Title :
Energy and area-efficient hardware implementation of HEVC inverse transform and dequantization
Author :
Tikekar, Mehul ; Chao-Tsung Huang ; Sze, Vivienne ; Chandrakasan, Anantha
Author_Institution :
Massachusetts Inst. of Technol., Cambridge, MA, USA
Abstract :
High Efficiency Video Coding (HEVC) inverse transform for residual coding uses 2-D 4×4 to 32×32 transforms with higher precision as compared to H.264/AVC´s 4×4 and 8×8 transforms resulting in an increased hardware complexity. In this paper, an energy and area-efficient VLSI architecture of an HEVC-compliant inverse transform and dequantization engine is presented. We implement a pipelining scheme to process all transform sizes at a minimum throughput of 2 pixel/cycle with zero-column skipping for improved throughput. We use data-gating in the 1-D Inverse Discrete Cosine Transform engine to improve energy-efficiency for smaller transform sizes. A high-density SRAM-based transpose memory is used for an area-efficient design. This design supports decoding of 4K Ultra-HD (3840×2160) video at 30 frame/sec. The inverse transform engine takes 98.1 kgate logic, 16.4 kbit SRAM and 10.82 pJ/pixel while the dequantization engine takes 27.7 kgate logic, 8.2 kbit SRAM and 1.10 pJ/pixel in 40 nm CMOS technology. Although larger transforms require more computation per coefficient, they typically contain a smaller proportion of non-zero coefficients.
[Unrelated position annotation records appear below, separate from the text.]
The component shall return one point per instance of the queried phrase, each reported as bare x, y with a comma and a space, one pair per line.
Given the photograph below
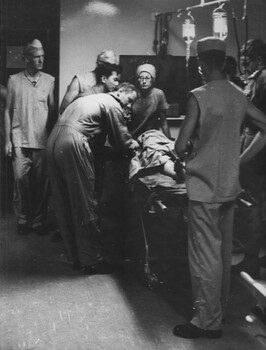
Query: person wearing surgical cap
104, 78
149, 111
28, 114
211, 130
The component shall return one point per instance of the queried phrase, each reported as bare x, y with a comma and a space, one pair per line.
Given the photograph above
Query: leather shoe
23, 229
250, 266
190, 331
101, 268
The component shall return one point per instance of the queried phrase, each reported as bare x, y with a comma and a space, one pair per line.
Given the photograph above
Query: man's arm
70, 95
188, 126
8, 142
259, 141
52, 115
164, 124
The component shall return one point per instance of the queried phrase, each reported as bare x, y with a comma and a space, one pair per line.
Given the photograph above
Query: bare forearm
258, 143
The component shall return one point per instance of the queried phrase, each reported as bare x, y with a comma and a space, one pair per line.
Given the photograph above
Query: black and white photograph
133, 175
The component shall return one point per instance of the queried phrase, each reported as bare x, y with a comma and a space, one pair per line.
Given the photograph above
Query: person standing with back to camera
102, 79
28, 114
214, 116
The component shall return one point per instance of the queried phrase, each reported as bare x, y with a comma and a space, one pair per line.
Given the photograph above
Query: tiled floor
46, 306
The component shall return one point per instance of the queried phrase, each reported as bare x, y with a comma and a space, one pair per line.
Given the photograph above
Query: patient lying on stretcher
156, 162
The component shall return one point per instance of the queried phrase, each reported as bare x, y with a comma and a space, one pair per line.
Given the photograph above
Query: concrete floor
46, 306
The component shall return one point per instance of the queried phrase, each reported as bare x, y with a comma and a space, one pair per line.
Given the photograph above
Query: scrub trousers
209, 248
31, 191
72, 178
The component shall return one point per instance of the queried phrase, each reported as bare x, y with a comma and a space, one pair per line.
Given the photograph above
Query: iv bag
219, 23
188, 29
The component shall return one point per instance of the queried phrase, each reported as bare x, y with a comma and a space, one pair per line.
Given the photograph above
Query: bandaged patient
156, 155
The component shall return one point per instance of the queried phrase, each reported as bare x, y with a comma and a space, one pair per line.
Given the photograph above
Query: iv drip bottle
219, 23
188, 29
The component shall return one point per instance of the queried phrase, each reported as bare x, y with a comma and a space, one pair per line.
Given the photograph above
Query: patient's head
146, 75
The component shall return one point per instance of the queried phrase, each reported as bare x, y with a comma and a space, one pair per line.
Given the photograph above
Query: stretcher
155, 195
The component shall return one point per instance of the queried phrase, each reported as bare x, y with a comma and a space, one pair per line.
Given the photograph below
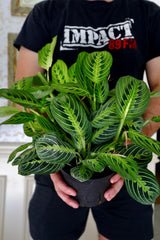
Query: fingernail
75, 206
108, 197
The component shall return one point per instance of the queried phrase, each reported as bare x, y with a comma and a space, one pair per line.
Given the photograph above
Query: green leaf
45, 124
104, 134
141, 155
71, 116
132, 97
19, 149
19, 118
156, 119
73, 88
101, 91
136, 124
106, 115
25, 156
72, 73
45, 55
81, 173
38, 167
41, 91
60, 72
155, 94
144, 141
96, 165
32, 128
20, 97
124, 166
23, 84
8, 110
96, 66
145, 189
53, 150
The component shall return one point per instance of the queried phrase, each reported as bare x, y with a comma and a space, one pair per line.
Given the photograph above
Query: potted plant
79, 126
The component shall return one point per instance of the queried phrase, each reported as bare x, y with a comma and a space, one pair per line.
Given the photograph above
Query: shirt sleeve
35, 32
154, 35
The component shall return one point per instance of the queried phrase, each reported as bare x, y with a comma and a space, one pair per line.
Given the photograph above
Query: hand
63, 190
117, 183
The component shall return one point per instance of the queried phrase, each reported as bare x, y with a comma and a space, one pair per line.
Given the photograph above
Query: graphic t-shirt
128, 29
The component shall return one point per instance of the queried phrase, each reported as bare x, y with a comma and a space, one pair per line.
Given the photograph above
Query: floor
157, 222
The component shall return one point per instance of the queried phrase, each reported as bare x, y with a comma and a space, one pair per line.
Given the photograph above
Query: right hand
63, 190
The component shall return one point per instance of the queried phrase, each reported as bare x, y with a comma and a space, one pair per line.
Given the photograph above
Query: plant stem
48, 76
36, 113
146, 122
119, 129
94, 98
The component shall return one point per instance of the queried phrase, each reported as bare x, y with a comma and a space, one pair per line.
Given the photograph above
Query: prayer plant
75, 120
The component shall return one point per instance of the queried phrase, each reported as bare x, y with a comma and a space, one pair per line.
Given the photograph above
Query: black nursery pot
91, 192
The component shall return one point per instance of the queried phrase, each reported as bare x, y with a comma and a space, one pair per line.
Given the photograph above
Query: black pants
121, 219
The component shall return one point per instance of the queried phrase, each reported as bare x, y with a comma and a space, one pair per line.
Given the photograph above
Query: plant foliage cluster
75, 120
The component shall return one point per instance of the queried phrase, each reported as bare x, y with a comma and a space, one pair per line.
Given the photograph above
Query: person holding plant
129, 30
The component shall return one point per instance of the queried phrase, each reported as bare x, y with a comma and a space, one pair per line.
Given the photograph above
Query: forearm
153, 110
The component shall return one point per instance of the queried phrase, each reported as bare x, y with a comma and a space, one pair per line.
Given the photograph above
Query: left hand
117, 183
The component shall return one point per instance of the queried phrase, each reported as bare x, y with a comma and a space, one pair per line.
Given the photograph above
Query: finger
68, 200
115, 178
60, 185
114, 189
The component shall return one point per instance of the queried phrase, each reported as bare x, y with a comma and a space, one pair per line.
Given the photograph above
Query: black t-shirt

Due to this trade-off, larger transforms can be more energy-efficient.
Keywords :
CMOS memory circuits; SRAM chips; VLSI; data compression; decoding; discrete cosine transforms; energy conservation; integrated circuit design; inverse transforms; power aware computing; quantisation (signal); video coding; 1D inverse discrete cosine transform engine; 4K ultra-HD video decoding; CMOS technology; H.264/AVC; HEVC dequantization engine; HEVC-compliant inverse transform; area-efficient VLSI architecture; area-efficient hardware implementation; data-gating; energy-efficient VLSI architecture; energy-efficient hardware implementation; hardware complexity; high efficiency video coding; high-density SRAM-based transpose memory; nonzero coefficients; pipelining scheme; residual coding; size 40 nm; storage capacity 16.4 Kbit; storage capacity 8.2 Kbit; transform sizes; zero-column skipping; Engines; Laplace equations; Pipeline processing; Random access memory; Throughput; Transforms; Video coding; Data Gating; HEVC; Inverse Discrete Cosine Transform; Transpose Memory;
Conference_Titel :
Image Processing (ICIP), 2014 IEEE International Conference on
Conference_Location :
Paris
DOI :
10.1109/ICIP.2014.7025421